Une audience capitale se tiendra ce mardi 10 décembre devant le tribunal judiciaire de Paris, consacrée à la reconnaissance officielle de cette paternité. Par ailleurs, la mère de Victoria réclame une pension alimentaire de 5 000 euros mensuels à l’ancien footballeur.
Cependant, selon Le Parisien , Marcel Desailly se déclare en grande difficulté financière. Le quotidien, après avoir consulté plusieurs documents, révèle que l’ex-international percevait jusqu’à récemment un revenu mensuel de 8 600 euros en tant que consultant pour BeIN Sports. Il avait également touché une prime de 42 650 euros lors du Mondial 2022. Toutefois, après avoir quitté la chaîne en août 2024, son avenir professionnel semble incertain. Selon son avocate, Me Françoise Majnoni d’Intignano, Desailly ne dispose ni de la richesse, ni du patrimoine que son ancienne maîtresse prétend. Elle ajoute que ses sociétés ne génèrent aucun revenu pour lui, et qu’il est confronté à un redressement fiscal de 257 000 euros, en plus de devoir verser 5 000 euros mensuels au fisc.

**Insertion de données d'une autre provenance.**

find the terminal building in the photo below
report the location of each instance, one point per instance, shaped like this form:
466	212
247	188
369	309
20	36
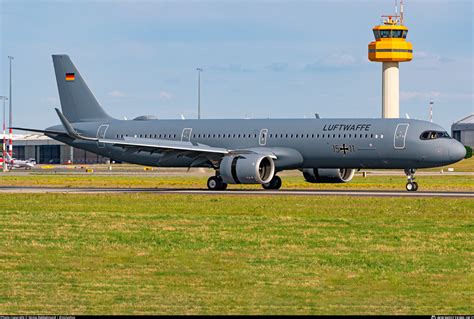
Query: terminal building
45	150
463	130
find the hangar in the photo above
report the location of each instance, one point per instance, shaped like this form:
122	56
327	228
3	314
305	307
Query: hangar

Cosma Batista de Alcantara, de son côté, conteste ces affirmations, en rappelant que Desailly aurait déjà assumé des obligations alimentaires envers sept autres enfants. Ce litige complexe illustre les tensions entre les responsabilités financières et la réalité d’une célébrité déclinante, mettant en lumière la précarité potentielle de certains anciens sportifs de haut niveau, malgré leur passé glorieux.